Still looking somewhat hesitant, Alvin got on the radio, pushed a button and then hit the com line. The last step enabled him to get in touch with all four men who were part of the sheriff’s department at once.
It was the first time he’d ever used the radio for that purpose, and he looked rather startled when he heard the com line come to life.
“Um, Sheriff?” Alvin began nervously, his voice all but cracking. “Over,” he added belatedly.
“What did I tell you about the radio, Alvin, over?” Rick asked patiently.
“To stay off it.” Alvin’s voice cracked. He waited until he felt he could confidently utter, “Over.”
“That’s right. So why are you on it, over?”
Alvin swallowed, slanting a look in Rae’s direction, silently asking for backup. “Because Miss Rae said you wouldn’t be mad at me. Over.”
“Is she there with you, Alvin. Over?” Rick asked.
“Yes, sir, over.”
“Put her on, over,” Rick told him in a patient voice that sounded as if it was nearing its end.
Alvin turned around only to almost bump into Rae. “He wants me to put you on.”
“I heard, Alvin,” she assured him. “Sheriff, this is Rae. I think you and the deputies all need to come in. Over.”
“You have the killer, over?” There was no missing the hopeful note in his voice.
“No, but we have another piece of the puzzle,
over,” she informed him.
“A large piece,” Sully said, temporarily taking the radio from her to relay the message to Rick. “Over.”
“We’ll be there in ten, over and out,” Rick told them.

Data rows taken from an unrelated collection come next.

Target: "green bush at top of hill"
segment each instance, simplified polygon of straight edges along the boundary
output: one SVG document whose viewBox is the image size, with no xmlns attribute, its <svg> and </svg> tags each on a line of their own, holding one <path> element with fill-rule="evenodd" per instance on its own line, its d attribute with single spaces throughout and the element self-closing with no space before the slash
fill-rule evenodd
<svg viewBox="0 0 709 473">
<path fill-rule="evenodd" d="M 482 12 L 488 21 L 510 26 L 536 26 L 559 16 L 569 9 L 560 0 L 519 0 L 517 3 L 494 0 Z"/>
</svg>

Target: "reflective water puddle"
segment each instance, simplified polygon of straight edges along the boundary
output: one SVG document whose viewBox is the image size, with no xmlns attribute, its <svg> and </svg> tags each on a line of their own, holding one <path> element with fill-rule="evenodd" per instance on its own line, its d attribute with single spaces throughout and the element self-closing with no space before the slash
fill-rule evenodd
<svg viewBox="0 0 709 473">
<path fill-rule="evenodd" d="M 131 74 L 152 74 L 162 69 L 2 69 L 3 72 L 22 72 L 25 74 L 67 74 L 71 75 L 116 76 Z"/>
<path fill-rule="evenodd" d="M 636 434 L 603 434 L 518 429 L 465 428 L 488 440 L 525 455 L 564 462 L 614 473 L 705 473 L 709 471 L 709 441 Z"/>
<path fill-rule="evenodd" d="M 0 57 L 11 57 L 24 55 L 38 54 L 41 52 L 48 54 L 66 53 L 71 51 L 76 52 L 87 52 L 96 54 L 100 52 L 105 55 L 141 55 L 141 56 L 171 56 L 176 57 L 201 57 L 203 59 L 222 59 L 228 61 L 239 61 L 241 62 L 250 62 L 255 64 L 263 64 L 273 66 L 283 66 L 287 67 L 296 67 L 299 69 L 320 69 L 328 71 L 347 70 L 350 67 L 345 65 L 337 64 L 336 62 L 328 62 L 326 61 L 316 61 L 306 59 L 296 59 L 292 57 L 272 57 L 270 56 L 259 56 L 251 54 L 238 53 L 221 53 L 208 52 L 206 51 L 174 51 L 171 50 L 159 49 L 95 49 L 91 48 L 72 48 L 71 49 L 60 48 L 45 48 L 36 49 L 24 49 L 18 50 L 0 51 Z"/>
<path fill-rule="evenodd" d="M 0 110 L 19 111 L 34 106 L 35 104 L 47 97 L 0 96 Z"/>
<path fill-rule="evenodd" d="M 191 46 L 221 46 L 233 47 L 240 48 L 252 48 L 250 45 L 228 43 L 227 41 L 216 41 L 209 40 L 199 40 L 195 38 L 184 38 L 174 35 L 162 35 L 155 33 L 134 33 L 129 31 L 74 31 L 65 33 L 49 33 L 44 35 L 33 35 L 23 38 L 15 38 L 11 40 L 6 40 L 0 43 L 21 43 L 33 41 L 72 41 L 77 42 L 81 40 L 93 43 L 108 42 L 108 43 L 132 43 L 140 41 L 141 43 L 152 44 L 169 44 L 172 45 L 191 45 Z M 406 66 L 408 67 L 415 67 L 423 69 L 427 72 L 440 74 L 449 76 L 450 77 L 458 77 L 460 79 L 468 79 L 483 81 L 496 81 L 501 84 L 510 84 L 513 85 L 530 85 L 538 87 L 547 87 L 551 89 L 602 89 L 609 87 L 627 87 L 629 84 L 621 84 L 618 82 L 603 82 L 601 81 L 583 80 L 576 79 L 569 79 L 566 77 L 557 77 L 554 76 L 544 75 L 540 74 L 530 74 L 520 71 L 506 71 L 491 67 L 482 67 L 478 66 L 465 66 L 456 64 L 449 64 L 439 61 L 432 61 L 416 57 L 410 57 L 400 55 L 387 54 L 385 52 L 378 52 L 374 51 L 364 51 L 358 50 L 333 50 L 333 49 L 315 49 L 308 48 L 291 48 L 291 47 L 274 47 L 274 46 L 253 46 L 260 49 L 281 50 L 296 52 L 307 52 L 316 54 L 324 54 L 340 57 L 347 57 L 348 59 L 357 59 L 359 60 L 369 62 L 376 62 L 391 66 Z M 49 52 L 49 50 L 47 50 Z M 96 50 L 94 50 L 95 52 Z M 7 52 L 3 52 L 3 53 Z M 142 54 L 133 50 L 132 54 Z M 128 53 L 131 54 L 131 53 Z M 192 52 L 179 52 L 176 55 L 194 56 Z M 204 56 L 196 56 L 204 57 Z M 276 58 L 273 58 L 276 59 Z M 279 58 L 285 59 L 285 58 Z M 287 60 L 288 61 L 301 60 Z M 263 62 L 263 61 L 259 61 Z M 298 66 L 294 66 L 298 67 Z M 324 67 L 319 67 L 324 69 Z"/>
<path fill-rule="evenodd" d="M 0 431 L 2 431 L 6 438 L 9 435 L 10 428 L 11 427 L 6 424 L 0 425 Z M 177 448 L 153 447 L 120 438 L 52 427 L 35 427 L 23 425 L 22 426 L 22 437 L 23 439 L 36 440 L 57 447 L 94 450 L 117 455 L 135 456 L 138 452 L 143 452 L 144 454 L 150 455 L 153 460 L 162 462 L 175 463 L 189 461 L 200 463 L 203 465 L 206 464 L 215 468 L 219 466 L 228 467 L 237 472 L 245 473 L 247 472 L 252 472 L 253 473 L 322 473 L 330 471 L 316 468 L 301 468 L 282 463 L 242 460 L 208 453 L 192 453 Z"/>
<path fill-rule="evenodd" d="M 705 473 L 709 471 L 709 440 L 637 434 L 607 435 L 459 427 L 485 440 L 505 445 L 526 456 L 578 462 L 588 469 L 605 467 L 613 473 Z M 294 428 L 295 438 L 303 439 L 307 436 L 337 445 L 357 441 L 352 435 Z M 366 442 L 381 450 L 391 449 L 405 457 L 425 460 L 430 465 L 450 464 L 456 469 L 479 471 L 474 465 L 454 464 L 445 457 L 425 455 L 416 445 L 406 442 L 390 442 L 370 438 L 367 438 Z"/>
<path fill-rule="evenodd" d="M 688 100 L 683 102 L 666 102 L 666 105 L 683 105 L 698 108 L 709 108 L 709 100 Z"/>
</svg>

Rae handed the radio receiver back to Alvin. The latter took it and looked at her with huge eyes that seemed as if they were about to fall out at any second. “He didn’t sound mad, did he?” he asked, seeking reassurance.
“No,” Rae answered, trying to calm the nervous teen. “He didn’t, Alvin.”
She just hoped the sheriff wouldn’t be disappointed when he learned about this newest development.
Chapter 19
Rick and his deputies arrived back at the office almost at the same time.
They all pooled their information, with Sully and Rae going first, telling the others that in all likelihood Wynters recognized Cash Taylor as the lawyer who consulted for the firm where he worked. He’d taken off before Cash could recognize him and possibly make the connection between Wynters and the missing money.
“Billy Tanner said he saw Wynters leaving. Nobody was with him,” Gabe told them.
“Liam Murphy told me the same thing when I questioned him,” Daniel said to the group, adding, “Liam also said he saw Wynters slipping out through the back doors where the saloon’s deliveries are made. It was around the time when he and his band finished their second set.”
Rae tried to think back to that evening, pinning down a time. “I’d say that would have been around seven, give or take a few minutes.”
“Sounds about right,” Sully recalled. He looked at the others for confirmation. The sheriff nodded, as did his senior deputy.
“That means that Wynters had to have gotten a ride from somebody that night,” Rae said. “He couldn’t have just walked back to the ranch. It was much too far from town, especially since Wynters was in a hurry to leave.”
“Okay,” Rick said, turning toward his deputies, “new question. Who gave Wynters, or as most of the people in town still think of him, Warren a ride back to the ranch—or at least saw someone who gave him a ride?”